Here are three actions you can take anywhere, anytime to interrupt the unwanted feeling, and prompt the new, desired one:
1. Breathe
Yep, the old breath. Check that your belly moves in and out as you breathe. If your belly’s not moving, you’re holding tension which will prevent you from breathing fully and freely. This will hold you in a stress response, and in mental busyness. Let that belly hang out and move! It will expand out when you inhale, and move inwards towards your spine when you exhale.
2. Stand up straight - Physiology affects Psychology.
It may help to look at your stance and posture analytically in a mirror, or get someone to take photos of you, to more objectively assess it.
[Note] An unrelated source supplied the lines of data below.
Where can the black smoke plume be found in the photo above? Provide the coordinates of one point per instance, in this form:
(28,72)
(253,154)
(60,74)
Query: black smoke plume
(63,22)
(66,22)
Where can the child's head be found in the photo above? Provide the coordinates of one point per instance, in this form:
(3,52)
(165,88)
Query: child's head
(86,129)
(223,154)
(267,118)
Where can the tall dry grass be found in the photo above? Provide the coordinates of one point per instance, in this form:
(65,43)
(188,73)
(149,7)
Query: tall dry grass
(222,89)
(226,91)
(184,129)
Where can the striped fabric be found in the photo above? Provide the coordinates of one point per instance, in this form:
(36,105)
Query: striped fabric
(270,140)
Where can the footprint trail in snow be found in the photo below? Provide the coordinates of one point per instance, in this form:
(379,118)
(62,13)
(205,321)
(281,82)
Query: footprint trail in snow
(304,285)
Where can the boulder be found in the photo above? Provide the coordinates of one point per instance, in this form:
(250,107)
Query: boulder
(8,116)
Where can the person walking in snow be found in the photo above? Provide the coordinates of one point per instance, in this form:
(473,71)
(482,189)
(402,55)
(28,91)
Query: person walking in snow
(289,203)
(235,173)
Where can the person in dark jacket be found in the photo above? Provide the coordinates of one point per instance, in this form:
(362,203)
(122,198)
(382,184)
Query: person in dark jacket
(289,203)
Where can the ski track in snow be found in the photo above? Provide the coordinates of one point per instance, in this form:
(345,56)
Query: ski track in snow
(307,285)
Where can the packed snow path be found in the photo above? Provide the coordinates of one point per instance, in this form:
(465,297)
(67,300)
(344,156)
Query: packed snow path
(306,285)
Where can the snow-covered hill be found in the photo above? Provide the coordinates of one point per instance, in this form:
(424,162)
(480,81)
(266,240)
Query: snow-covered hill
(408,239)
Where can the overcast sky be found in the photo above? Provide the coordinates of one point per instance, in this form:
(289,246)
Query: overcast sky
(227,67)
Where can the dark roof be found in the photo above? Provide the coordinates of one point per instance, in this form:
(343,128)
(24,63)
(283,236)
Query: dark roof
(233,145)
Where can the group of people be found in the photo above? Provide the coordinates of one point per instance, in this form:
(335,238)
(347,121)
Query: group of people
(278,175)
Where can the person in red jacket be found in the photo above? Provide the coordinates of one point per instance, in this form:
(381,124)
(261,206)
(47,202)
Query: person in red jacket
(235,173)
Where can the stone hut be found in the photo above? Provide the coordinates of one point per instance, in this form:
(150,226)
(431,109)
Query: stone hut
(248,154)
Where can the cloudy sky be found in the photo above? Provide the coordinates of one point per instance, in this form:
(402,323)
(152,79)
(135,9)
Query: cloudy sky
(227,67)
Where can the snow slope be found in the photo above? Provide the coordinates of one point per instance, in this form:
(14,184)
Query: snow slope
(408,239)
The optimal posture for a calm state is:
- open (not hunched forward or held ‘up’ or ‘high’),
- relaxed (check you’re not holding tension in your chest or belly, shoulders or neck), and
- your face will be smiling or free of tension.
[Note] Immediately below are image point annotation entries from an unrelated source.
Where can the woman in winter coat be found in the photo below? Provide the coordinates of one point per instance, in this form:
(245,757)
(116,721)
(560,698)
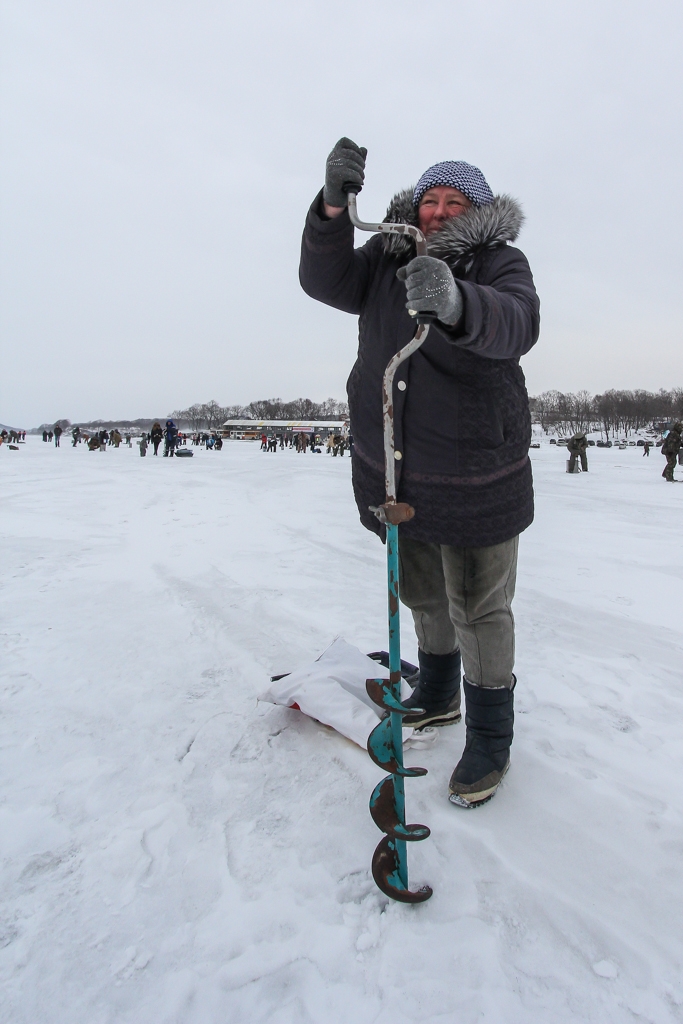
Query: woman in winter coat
(157,435)
(462,422)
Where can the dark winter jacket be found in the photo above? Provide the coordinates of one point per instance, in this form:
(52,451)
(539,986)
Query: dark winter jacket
(578,445)
(462,421)
(672,442)
(171,433)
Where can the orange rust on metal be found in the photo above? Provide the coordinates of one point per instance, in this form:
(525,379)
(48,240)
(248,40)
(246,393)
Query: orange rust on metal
(398,512)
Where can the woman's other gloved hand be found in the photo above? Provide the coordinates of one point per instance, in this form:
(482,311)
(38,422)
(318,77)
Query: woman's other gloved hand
(431,289)
(346,165)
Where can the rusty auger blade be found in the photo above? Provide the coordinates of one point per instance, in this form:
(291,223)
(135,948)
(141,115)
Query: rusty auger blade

HINT #1: If your face is relaxed, generally the rest of you will be too. Focus on fully relaxing your face, and the rest will follow.
HINT #2: If you find yourself constantly looking down as you walk or as you go about your day, you are ‘in your head’. Lift your gaze and allow for a broader perspective. For even more stillness and awareness, become sensitive to your peripheral vision.
Change your physicality to induce the desired state.
3. Consciously Let Go
Let go of the unwanted feeling and stop resisting its opposite. This is a profoundly simple and powerful technique that is not to be underestimated.
Follow these steps:
- notice an unwanted feeling,
- decide to change, then
- let it go.
Depending on your beliefs, it might help to surrender to something: Universal Energy, God, Nature, or to the air around you. Don’t be alarmed if you notice a physical sensation resulting from the surrender. That’s just fine. There’s always an end to any feeling, so be reassured. If you keep surrendering it, it will eventually come to an end.
Or
Follow the steps listed above:
- notice an unwanted feeling,
- decide to change, then
- consciously stop resisting its opposite.
When we experience an unwanted feeling we’re, in fact, resisting its opposite.
If you’re feeling anxious, consciously stop resisting calm.
If you’re feeling tense, consciously stop resisting release and relaxation.
If you’re feeling angry, consciously stop resisting love or acceptance.
HINT: We often focus on our thoughts rather than feelings. If you feel yourself getting caught in unwanted thought patterns, identify the feeling accompanying the thoughts, and let it go. That way, you’ll be letting go of thousands of related negative thoughts and thought patterns which have huddled within that one feeling. It’s a great shortcut!
We have the power.
We’re so much more powerful than we realise. And we get to choose our own state.
To get started, just take the first baby step – be aware of how you’re feeling. Don’t judge the feeling or become frustrated by it. Just feel it and observe it. Then, when you’re ready, decide how you want to feel, and take action to get there. You’re embarking on a wonderful, empowering adventure. It’s time to take control of your own wellbeing, and step into calm. Good luck!
^I’m not referring here to trauma-related anxiety, PTSD, depression etc. That’s a different story, and requires ‘reprogramming’ in the Subconscious Mind.